If you need to start the Ollama server then run docker compose up ollama. This starts an empty Ollama service.

Now let's download the smallest Qwen 2.5 model, which is just 398 MB, by running docker compose exec ollama ollama pull qwen2.5:0.5b.

Now you are ready to configure you AI Judge to use a local model.

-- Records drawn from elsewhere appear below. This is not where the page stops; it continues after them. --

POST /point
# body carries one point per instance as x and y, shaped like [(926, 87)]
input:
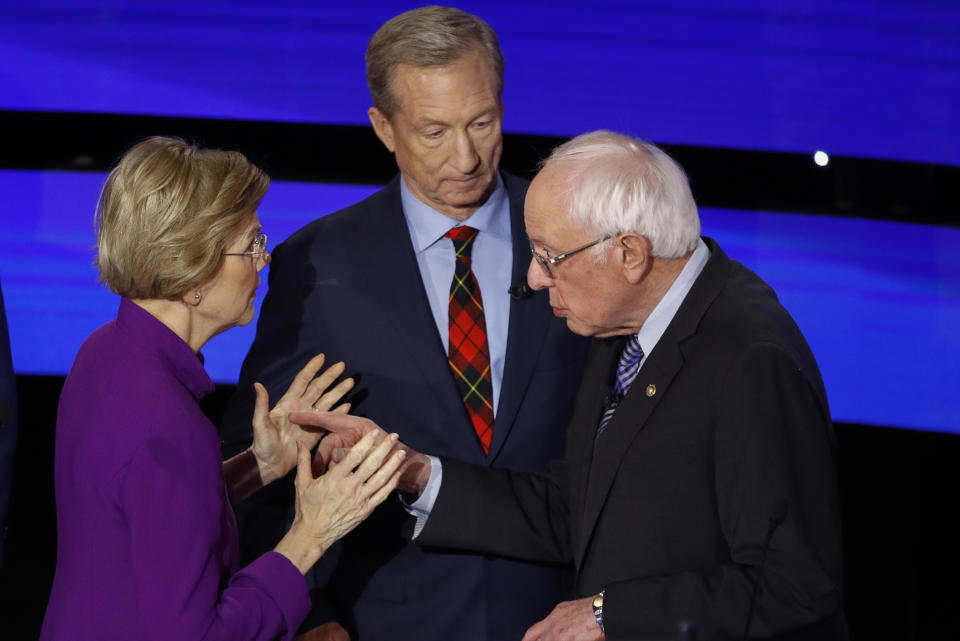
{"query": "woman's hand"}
[(274, 436), (329, 506)]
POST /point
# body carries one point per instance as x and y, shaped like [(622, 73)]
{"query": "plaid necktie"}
[(626, 371), (469, 350)]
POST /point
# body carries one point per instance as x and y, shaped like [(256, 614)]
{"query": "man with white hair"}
[(698, 485)]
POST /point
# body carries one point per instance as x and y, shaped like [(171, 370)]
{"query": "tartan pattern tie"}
[(469, 351), (626, 371)]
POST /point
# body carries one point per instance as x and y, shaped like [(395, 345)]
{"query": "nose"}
[(465, 158), (536, 277)]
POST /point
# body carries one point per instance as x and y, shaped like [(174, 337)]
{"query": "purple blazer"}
[(147, 539)]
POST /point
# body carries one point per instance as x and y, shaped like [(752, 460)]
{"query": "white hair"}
[(618, 184)]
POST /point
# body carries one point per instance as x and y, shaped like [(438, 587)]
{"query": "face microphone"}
[(778, 517), (520, 292)]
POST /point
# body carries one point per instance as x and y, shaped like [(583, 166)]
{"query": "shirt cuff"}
[(422, 507)]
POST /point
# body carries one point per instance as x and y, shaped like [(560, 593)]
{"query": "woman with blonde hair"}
[(147, 540)]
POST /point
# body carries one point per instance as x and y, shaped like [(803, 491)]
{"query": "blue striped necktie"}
[(627, 370)]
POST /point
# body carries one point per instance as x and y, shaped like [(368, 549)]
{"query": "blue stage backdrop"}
[(869, 78), (879, 302)]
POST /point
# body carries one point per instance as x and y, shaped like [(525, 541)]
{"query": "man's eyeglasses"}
[(257, 248), (548, 261)]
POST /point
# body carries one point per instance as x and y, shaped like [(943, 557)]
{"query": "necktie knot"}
[(462, 238), (627, 367)]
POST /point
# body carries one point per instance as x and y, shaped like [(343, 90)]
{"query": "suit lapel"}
[(648, 389), (527, 329), (594, 388)]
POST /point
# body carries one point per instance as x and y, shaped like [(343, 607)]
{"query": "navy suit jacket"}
[(725, 428), (348, 285)]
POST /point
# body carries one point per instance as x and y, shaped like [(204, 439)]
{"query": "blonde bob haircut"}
[(166, 214)]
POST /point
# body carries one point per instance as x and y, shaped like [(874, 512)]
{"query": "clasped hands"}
[(569, 621)]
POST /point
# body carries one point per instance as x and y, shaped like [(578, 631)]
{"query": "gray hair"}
[(619, 184), (426, 37)]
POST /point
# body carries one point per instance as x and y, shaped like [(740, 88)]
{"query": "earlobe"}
[(633, 250), (382, 127)]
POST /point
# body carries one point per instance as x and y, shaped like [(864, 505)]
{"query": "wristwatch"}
[(598, 610)]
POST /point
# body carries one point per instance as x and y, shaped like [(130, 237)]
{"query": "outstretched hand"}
[(569, 621), (275, 436), (329, 506), (345, 431)]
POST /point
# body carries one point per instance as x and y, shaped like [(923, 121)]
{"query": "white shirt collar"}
[(427, 225), (661, 316)]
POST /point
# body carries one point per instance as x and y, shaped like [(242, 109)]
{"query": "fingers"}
[(316, 387), (304, 376), (261, 408), (321, 400), (359, 452), (391, 482), (304, 466), (373, 461), (334, 422)]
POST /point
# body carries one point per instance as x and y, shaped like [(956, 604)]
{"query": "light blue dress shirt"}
[(491, 259)]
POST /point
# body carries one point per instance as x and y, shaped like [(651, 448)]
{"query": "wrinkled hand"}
[(329, 506), (569, 621), (345, 430), (331, 631), (275, 436)]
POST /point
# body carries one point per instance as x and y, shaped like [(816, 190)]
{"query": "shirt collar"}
[(427, 225), (656, 324), (181, 361)]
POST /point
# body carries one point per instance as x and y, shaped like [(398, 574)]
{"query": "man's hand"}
[(569, 621), (332, 631), (345, 431), (275, 436)]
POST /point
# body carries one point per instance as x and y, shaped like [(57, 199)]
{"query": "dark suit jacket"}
[(348, 285), (725, 428), (8, 427)]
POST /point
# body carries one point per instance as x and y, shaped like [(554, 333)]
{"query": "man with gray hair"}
[(698, 488), (420, 289)]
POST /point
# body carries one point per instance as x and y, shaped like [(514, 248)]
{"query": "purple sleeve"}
[(171, 497)]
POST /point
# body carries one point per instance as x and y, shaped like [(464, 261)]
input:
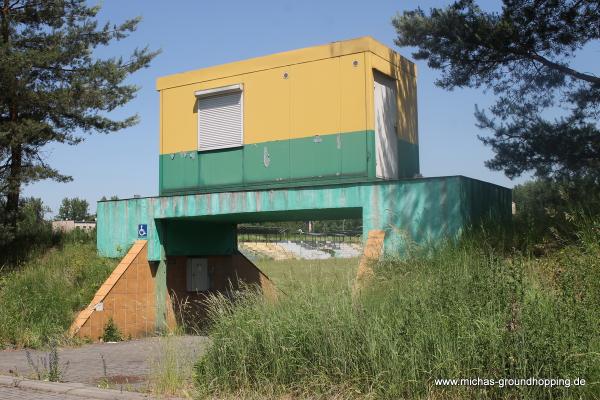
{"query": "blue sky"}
[(196, 34)]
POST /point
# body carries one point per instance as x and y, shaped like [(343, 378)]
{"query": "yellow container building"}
[(340, 112)]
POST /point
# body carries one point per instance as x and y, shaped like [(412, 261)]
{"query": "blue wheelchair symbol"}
[(142, 231)]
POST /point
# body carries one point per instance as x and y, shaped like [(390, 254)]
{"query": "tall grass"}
[(39, 300), (464, 311)]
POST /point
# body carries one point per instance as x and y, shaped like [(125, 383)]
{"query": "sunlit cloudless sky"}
[(196, 34)]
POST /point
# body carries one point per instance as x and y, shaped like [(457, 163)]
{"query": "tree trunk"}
[(14, 187)]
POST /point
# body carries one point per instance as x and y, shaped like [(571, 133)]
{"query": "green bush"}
[(464, 311), (38, 301), (547, 212)]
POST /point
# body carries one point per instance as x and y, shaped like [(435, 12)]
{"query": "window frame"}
[(215, 92)]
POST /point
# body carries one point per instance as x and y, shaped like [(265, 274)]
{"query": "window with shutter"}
[(220, 118)]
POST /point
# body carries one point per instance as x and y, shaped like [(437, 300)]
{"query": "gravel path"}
[(126, 363)]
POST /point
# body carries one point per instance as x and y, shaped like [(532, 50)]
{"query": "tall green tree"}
[(53, 88), (524, 54), (75, 209)]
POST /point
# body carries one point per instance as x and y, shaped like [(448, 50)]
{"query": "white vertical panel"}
[(220, 123), (386, 121)]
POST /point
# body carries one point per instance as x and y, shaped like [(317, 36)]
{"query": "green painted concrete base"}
[(415, 210)]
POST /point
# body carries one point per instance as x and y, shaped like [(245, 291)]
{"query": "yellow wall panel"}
[(179, 126), (406, 88), (266, 106), (352, 93), (315, 98), (320, 96)]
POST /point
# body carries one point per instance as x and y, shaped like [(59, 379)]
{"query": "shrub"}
[(462, 311), (38, 302)]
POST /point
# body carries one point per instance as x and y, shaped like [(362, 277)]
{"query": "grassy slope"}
[(463, 312), (38, 302)]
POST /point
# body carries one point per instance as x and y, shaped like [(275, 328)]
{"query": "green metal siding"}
[(267, 162), (408, 159), (415, 210), (320, 159), (220, 168)]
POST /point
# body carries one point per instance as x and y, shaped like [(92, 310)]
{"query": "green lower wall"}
[(412, 210), (347, 157)]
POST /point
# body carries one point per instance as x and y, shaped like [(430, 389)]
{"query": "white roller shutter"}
[(220, 118)]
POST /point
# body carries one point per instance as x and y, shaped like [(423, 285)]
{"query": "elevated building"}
[(327, 132)]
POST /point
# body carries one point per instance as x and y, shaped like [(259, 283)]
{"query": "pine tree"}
[(53, 88), (525, 54)]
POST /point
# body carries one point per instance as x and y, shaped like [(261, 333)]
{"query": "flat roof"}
[(333, 49)]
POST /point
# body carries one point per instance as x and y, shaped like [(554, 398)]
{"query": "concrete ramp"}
[(128, 296), (372, 253)]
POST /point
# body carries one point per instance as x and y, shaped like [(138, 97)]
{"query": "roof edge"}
[(290, 57)]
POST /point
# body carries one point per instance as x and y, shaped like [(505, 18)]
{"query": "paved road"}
[(126, 365), (20, 394)]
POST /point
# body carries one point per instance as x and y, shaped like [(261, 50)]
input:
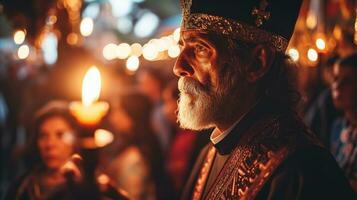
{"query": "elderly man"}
[(235, 77)]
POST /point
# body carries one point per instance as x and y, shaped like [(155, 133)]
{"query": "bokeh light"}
[(136, 49), (132, 64), (23, 51), (86, 26), (320, 44), (294, 54), (109, 51), (19, 36), (123, 50), (312, 55)]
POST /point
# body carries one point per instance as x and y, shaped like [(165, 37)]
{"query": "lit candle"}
[(90, 111)]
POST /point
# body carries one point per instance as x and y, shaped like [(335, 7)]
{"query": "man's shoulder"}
[(308, 173)]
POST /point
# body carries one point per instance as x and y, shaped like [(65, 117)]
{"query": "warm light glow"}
[(160, 44), (123, 50), (174, 51), (311, 20), (19, 36), (132, 64), (72, 38), (312, 55), (150, 52), (337, 32), (103, 179), (109, 51), (23, 51), (355, 35), (136, 49), (103, 137), (86, 26), (91, 86), (320, 44), (294, 54), (90, 112), (177, 34)]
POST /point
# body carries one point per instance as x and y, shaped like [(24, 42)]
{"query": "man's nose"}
[(182, 67)]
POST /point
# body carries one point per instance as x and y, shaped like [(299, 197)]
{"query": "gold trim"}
[(231, 28)]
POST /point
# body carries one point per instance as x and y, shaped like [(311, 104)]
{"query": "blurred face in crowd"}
[(119, 119), (55, 142), (209, 80), (149, 85), (344, 87)]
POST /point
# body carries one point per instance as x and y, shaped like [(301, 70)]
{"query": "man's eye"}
[(201, 50)]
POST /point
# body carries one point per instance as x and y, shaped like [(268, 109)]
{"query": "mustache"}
[(190, 86)]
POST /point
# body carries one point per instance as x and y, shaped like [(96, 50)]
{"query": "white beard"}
[(196, 108)]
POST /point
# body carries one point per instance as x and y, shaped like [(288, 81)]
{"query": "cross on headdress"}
[(261, 14)]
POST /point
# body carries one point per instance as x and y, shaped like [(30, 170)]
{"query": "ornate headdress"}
[(252, 21)]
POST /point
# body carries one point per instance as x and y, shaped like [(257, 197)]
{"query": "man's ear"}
[(262, 59)]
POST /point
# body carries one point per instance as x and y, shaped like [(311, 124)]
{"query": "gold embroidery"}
[(229, 27), (260, 13), (201, 181), (233, 29)]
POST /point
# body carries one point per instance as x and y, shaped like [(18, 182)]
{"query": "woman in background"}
[(52, 144), (137, 166)]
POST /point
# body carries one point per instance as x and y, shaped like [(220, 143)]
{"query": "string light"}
[(123, 50), (109, 51), (132, 64), (23, 51), (136, 49), (19, 36), (86, 26), (150, 52), (320, 44), (294, 54), (177, 34), (312, 55)]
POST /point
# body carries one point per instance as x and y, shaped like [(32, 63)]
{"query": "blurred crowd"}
[(150, 156)]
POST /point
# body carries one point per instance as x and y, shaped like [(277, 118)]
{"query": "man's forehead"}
[(198, 35)]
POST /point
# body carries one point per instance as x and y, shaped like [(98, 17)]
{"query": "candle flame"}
[(91, 86), (103, 137)]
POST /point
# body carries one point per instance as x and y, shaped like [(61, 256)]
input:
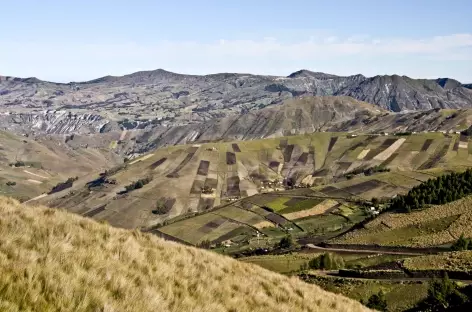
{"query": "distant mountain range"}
[(149, 99)]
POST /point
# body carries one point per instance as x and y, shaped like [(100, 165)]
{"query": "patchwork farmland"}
[(201, 177)]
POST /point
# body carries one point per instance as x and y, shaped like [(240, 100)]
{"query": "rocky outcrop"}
[(159, 98), (52, 122)]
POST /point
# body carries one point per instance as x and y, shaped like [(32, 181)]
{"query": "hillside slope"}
[(35, 165), (52, 260)]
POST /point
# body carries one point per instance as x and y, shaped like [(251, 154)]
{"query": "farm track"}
[(335, 274), (372, 250)]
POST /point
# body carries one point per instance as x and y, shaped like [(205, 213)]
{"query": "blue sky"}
[(81, 40)]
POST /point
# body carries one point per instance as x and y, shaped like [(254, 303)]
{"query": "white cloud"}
[(80, 61)]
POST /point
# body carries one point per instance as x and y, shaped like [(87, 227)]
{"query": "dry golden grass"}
[(451, 261), (51, 260)]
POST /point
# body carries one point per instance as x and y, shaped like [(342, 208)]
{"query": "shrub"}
[(63, 185), (377, 302), (326, 261), (19, 164), (462, 243), (287, 242), (443, 295), (138, 184), (205, 244), (438, 191), (161, 208)]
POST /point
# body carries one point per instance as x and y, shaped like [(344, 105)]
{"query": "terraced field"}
[(199, 177), (433, 226)]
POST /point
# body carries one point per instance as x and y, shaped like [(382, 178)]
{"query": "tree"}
[(287, 242), (326, 261), (443, 295), (461, 244), (377, 302)]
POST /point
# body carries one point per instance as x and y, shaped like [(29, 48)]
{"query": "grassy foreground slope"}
[(53, 260)]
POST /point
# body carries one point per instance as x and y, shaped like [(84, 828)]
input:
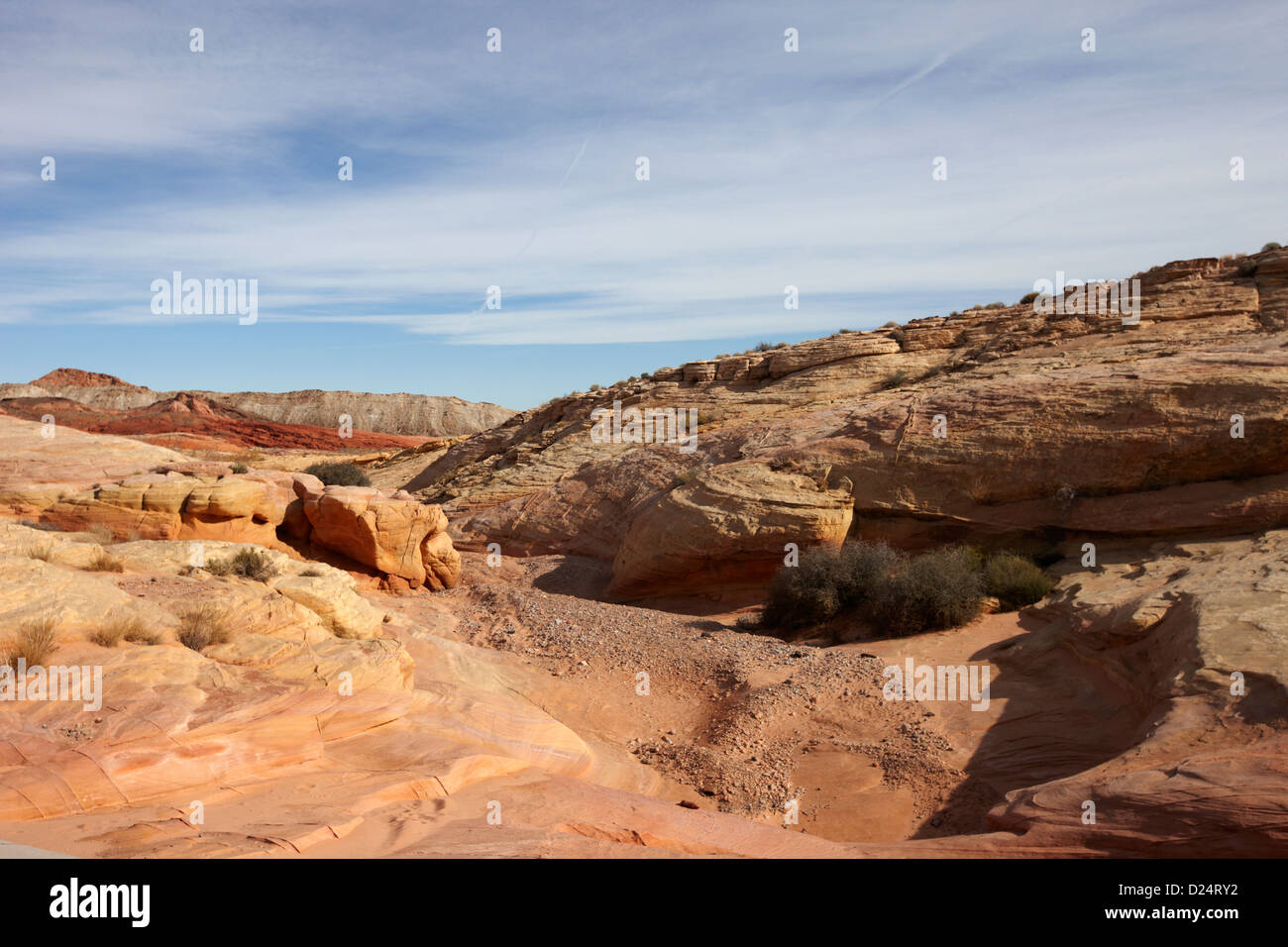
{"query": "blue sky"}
[(518, 169)]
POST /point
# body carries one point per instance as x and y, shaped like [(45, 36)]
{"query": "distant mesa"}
[(407, 418)]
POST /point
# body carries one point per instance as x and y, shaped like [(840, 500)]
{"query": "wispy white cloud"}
[(768, 167)]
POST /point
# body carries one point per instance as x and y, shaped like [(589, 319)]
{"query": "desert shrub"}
[(204, 625), (106, 562), (1016, 581), (893, 592), (34, 642), (129, 628), (825, 582), (248, 564), (806, 592), (142, 634), (894, 379), (339, 474), (938, 589)]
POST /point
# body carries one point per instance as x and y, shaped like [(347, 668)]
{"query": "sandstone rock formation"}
[(175, 499), (993, 425)]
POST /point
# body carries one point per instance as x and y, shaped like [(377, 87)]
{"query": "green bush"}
[(248, 564), (828, 581), (934, 590), (339, 474), (1016, 581), (897, 594)]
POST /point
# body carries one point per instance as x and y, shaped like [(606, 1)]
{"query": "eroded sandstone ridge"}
[(73, 480), (1051, 425), (413, 415), (378, 692)]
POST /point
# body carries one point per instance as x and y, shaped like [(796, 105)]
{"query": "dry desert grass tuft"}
[(204, 625), (128, 628), (34, 642), (106, 562)]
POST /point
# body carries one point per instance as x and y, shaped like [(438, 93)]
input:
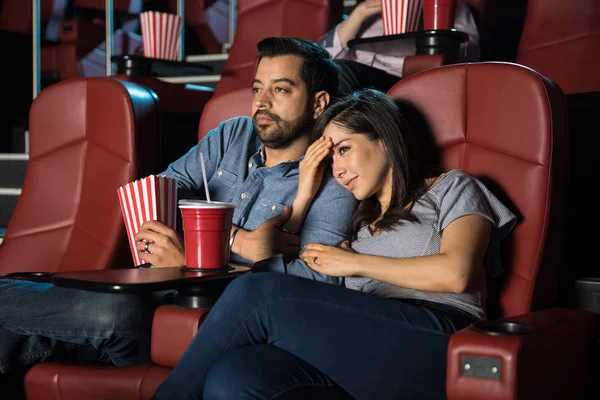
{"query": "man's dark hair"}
[(318, 71)]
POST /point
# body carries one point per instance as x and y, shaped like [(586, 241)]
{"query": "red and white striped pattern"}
[(400, 16), (160, 34), (153, 198)]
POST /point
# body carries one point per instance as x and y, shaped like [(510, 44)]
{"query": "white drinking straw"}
[(204, 177)]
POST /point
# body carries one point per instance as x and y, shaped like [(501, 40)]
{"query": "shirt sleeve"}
[(465, 195), (327, 222), (465, 22)]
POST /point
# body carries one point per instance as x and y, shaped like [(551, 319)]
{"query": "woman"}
[(414, 274)]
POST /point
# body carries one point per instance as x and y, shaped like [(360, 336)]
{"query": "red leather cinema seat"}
[(88, 136), (258, 19), (561, 39), (503, 123)]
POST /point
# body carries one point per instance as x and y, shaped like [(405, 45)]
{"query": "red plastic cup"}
[(206, 228), (438, 14)]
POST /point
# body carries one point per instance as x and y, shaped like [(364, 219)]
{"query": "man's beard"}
[(280, 133)]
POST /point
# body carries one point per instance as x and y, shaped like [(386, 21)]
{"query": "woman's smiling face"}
[(359, 164)]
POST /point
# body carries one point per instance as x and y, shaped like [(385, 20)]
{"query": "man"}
[(252, 162)]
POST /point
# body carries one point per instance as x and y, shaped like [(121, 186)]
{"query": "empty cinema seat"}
[(139, 382), (560, 40), (82, 31), (516, 145), (88, 136), (258, 19)]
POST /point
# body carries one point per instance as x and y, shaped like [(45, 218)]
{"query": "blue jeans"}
[(272, 335), (40, 322)]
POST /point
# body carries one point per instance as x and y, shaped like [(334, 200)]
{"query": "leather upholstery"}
[(57, 381), (88, 136), (234, 103), (501, 122), (258, 19), (560, 40), (506, 124), (549, 363), (414, 64), (187, 321), (195, 20)]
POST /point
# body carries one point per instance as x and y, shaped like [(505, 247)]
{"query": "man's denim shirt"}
[(233, 158)]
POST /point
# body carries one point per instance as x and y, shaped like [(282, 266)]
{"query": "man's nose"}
[(262, 99)]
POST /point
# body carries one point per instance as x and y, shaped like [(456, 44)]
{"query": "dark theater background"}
[(558, 39)]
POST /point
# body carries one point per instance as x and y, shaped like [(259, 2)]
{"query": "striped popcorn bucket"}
[(153, 198), (160, 34), (400, 16)]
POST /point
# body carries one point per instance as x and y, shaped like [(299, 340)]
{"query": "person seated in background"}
[(363, 69), (252, 162), (414, 273)]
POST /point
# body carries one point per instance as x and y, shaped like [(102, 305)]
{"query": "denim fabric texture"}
[(40, 322), (234, 162)]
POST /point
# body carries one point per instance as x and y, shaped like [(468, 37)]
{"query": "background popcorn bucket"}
[(400, 16), (161, 34)]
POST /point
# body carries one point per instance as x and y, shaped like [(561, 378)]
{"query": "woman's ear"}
[(321, 101)]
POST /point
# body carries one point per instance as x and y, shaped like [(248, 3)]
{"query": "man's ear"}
[(321, 101)]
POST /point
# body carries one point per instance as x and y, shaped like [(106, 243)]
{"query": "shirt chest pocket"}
[(222, 185)]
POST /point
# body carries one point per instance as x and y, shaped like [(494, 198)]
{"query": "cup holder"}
[(501, 328), (31, 276)]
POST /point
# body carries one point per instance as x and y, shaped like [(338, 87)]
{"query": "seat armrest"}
[(414, 64), (173, 328), (44, 277), (548, 360)]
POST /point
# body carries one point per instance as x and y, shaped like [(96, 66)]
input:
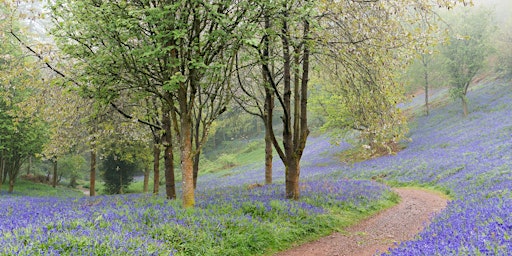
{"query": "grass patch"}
[(27, 188)]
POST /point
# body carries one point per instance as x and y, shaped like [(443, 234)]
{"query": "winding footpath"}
[(380, 232)]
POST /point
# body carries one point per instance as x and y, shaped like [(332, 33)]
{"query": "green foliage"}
[(117, 174), (467, 49), (27, 188)]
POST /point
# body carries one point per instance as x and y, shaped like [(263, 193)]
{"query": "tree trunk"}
[(187, 162), (268, 157), (146, 179), (427, 110), (29, 164), (465, 106), (156, 168), (54, 178), (11, 183), (292, 179), (170, 184), (2, 168), (196, 168), (92, 189), (268, 111)]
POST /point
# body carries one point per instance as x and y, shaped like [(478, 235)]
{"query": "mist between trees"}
[(174, 81)]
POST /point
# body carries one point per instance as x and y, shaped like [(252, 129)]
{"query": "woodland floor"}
[(377, 234)]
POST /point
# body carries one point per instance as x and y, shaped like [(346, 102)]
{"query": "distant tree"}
[(504, 45), (22, 130), (357, 85), (117, 174), (178, 51), (467, 50)]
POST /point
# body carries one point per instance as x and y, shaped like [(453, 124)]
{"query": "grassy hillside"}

Bring up your AI Judge editing screen:

ai_judge_configuration.png

Make the following changes and save them. Local LLM models may run quite slowly, so having a long timeout may be needed.

Key Value
LLM Key Leave blank, it isn't used by Ollama
Llm Service Url http://ollama:11434
Llm Model qwen2.5:0.5b
Llm Timeout 60

Don't forget to go to Book > Settings and add the newly created Judge to the book.

Then go to the Book > Judgement Stats page and try out the AI Judge!

Other models that you may want to play with are https://ollama.com/library/olmo2 and https://ollama.com/library/llama3.2:1b.

You may need to bump up the RAM allocated to Docker to use the larger models!

Some other useful commands are docker compose exec ollama ollama stop qwen2.5:0.5b to unload a model, docker compose exec ollama ollama rm qwen2.5:0.5b to remove a model.